City finances continue to improve following the Great Recession, but the slow recovery from the downturn has suppressed revenue growth while rising spending pressures are squeezing budgets, according to a new report released Wednesday.
City finance officers are more optimistic than ever before about their fiscal stability -- 82 percent say they are better able to meet their needs than they were last year, according to the National League of Cities’ annual fiscal conditions report. It’s the most optimistic response in the 30-year history of the NLC’s survey of more than 19,000 cities, towns and villages.
But in context, that cheery outlook now is thanks to cities having weathered the deepest recession in generations and scaling back finances to adjust to a new fiscal reality. City incomes have not fully rebounded, however. Budgeted revenues for 2016 on average are about 92 percent of what they were in 2007. By comparison, it took city budgets six years to reach full revenue recovery following the 2001 recession and five years following the 1990 recession, according to the report.

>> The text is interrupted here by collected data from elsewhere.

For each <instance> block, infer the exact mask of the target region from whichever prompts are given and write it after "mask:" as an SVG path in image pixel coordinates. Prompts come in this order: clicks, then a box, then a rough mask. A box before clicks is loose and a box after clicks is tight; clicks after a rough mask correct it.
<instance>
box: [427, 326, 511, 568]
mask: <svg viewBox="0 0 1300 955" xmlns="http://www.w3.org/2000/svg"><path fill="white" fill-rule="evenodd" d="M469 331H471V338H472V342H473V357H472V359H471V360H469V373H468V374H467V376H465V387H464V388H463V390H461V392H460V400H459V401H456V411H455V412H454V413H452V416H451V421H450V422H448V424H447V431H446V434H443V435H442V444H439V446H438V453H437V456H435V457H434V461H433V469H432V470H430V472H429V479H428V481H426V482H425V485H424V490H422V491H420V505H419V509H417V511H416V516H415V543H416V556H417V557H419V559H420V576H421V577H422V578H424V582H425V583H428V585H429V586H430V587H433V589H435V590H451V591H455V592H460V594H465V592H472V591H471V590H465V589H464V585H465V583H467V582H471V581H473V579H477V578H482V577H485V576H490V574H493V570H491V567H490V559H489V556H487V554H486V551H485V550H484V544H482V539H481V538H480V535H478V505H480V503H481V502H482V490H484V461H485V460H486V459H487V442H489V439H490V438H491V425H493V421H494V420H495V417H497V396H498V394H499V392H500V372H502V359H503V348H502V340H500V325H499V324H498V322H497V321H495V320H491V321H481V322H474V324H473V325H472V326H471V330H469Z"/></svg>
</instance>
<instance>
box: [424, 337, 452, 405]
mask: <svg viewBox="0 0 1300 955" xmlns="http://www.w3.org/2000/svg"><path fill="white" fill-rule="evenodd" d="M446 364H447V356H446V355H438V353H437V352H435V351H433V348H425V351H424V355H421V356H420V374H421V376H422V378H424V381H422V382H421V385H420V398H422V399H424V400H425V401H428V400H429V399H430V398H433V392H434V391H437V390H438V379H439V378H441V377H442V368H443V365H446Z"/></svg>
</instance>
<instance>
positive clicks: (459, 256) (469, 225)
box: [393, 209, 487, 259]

“The Great Recession has had an unprecedented impact on city budgets,” said Christiana McFarland, a co-author of the report, at a press conference. "But," she added later "city budgets are proving resiliant even with limited fiscal tools and revenue raising capacity."
Revenues in 2015 are still slated to increase from last year but only slightly, by one-third of a percent, the report said. Meanwhile the report predicts that expenses will increase by more than 2 percent. Long-term costs like infrastructure, employee pensions and retiree health care continue to weigh down budgets and leave less flexibility for funding services.

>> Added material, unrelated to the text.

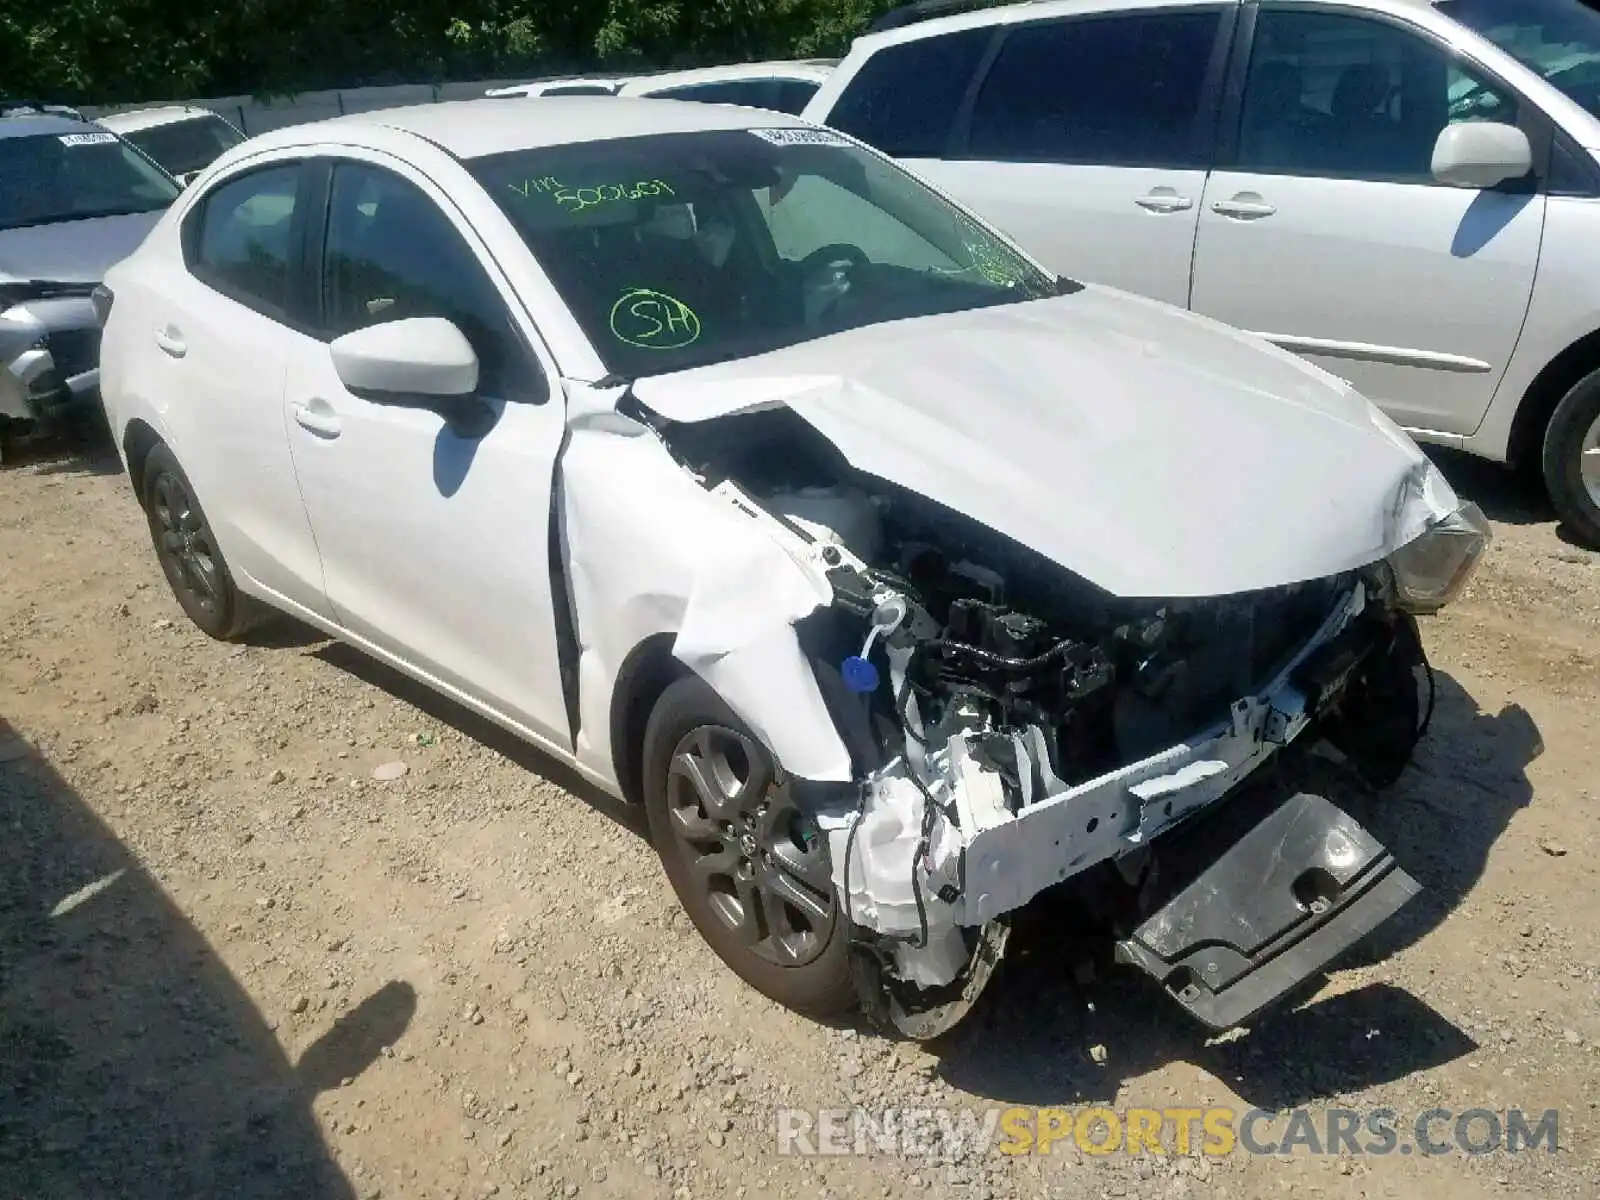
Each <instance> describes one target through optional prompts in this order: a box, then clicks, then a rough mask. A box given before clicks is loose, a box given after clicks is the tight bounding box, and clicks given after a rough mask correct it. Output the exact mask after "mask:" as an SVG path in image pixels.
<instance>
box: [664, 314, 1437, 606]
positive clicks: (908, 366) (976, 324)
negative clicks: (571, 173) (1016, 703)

As a result, cities say they are turning to fees more and more to raise revenue. Many officials find that raising fees is politically easier than raising taxes. But increasing fees does't raise as much revenue as hiking taxes. Even more frustrating from a financial perspective: The fees that citizens and businesses pay for things like drivers licenses, permits and inspections don’t even come close to the cost of those services.
“If you really tried to get cost-recovery out of your fee system, you’d quickly be kicked out of office,” said St. Paul, Minn., Mayor Chris Coleman during a panel discussion at the event.

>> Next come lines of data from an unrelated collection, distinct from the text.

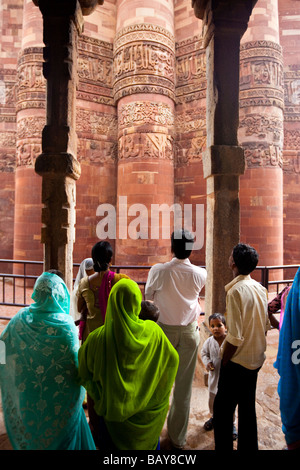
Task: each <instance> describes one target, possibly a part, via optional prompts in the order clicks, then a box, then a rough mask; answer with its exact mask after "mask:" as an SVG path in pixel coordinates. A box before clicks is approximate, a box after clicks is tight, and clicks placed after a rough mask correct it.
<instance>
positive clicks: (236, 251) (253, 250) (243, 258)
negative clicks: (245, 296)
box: [232, 243, 258, 275]
mask: <svg viewBox="0 0 300 470" xmlns="http://www.w3.org/2000/svg"><path fill="white" fill-rule="evenodd" d="M232 257H233V261H234V263H235V265H236V267H237V268H238V271H239V273H240V274H244V275H245V274H250V273H251V272H252V271H253V270H254V269H255V268H256V266H257V263H258V253H257V251H256V250H255V249H254V248H253V247H252V246H250V245H246V244H244V243H238V244H237V245H236V246H235V247H234V248H233V250H232Z"/></svg>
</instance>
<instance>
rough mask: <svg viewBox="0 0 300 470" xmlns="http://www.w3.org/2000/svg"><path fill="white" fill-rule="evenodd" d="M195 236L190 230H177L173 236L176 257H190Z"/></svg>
mask: <svg viewBox="0 0 300 470" xmlns="http://www.w3.org/2000/svg"><path fill="white" fill-rule="evenodd" d="M193 244H194V237H193V235H192V234H191V232H189V231H188V230H184V229H180V230H175V231H174V232H173V233H172V236H171V249H172V252H173V253H174V255H175V256H176V258H178V259H185V258H189V256H190V254H191V253H192V250H193Z"/></svg>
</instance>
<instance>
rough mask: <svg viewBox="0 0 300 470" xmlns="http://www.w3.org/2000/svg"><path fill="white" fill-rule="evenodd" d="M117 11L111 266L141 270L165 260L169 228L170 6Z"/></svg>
mask: <svg viewBox="0 0 300 470" xmlns="http://www.w3.org/2000/svg"><path fill="white" fill-rule="evenodd" d="M162 3H164V5H163V6H162ZM117 7H118V10H117V15H118V16H117V34H116V38H115V43H114V97H115V100H116V102H117V106H118V124H119V127H118V145H119V152H118V193H117V194H118V204H119V205H118V213H119V214H120V217H119V224H118V226H117V234H116V235H117V239H118V243H117V249H116V262H117V263H119V264H122V263H124V264H137V260H138V263H139V264H144V265H147V264H153V263H155V262H156V261H162V260H167V259H169V258H170V230H169V231H168V226H167V224H168V221H170V219H171V218H172V212H171V211H170V209H171V207H172V206H173V204H174V136H173V132H174V129H173V127H174V96H175V95H174V93H175V40H174V30H173V28H174V11H173V8H174V7H173V2H168V5H167V6H166V2H161V1H160V0H157V1H154V2H153V1H150V0H147V1H141V0H126V1H124V0H119V1H118V2H117ZM154 11H155V16H154V14H153V12H154ZM162 204H165V208H166V211H165V212H164V211H162V212H164V214H163V215H162V212H161V213H160V218H161V217H163V218H164V216H165V217H166V219H168V221H167V220H165V222H164V220H163V221H162V223H160V221H159V218H158V217H156V214H157V213H156V214H155V215H154V214H153V213H152V212H151V210H152V209H153V208H154V206H155V205H156V208H157V209H158V206H162ZM160 220H161V219H160ZM171 223H172V222H171ZM162 226H163V228H161V229H160V227H162ZM170 226H171V224H170ZM160 230H165V233H164V234H163V233H162V232H161V231H160ZM171 230H172V228H171ZM137 239H139V241H138V243H137V241H136V240H137Z"/></svg>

Coleman added that decreased state aid to cities has played a big role in the increased budget pressure. St. Paul’s aid from Minnesota is still below 2003 levels when adjusted for inflation and the city has struggled to make up the difference, he said. State aid to localities has fallen across the country as Congress has cut back aid to states thanks to austerity measures and rising concerns about the federal deficit on Capitol Hill.
The NLC event was held in New York City this year, headquarters of the country’s capital markets. The change in locale from Washington, D.C., is a reflection of the growing concern from ratings agencies and municipal analysts -- many of whom were in the audience -- about the continued distress of high-profile cities.
Ratings agencies have downgraded Chicago’s credit rating several levels this year. One agency ranks it at junk status. The city is $63 billion in debt, including retiree obligations, and is hamstrung by rapidly rising pension obligations. New Jersey Gov. Chris Christie assigned an emergency manager with ties to Detroit’s bankruptcy to take on struggling Atlantic City’s finances earlier this year. And this summer, the small town of Hillview, Ky., declared bankruptcy after being unable to pay a court award.
Since 2008, seven local governments have entered Chapter 9 bankruptcy, marking an unprecedented time for American cities. Detroit in 2013 was the nation’s largest municipal bankruptcy filing in history, declaring $18 billion debt. The crisis in San Bernardino, Calif., has dragged on the longest in the post-recession era -- it declared bankruptcy in 2012 and the case may stretch into 2016.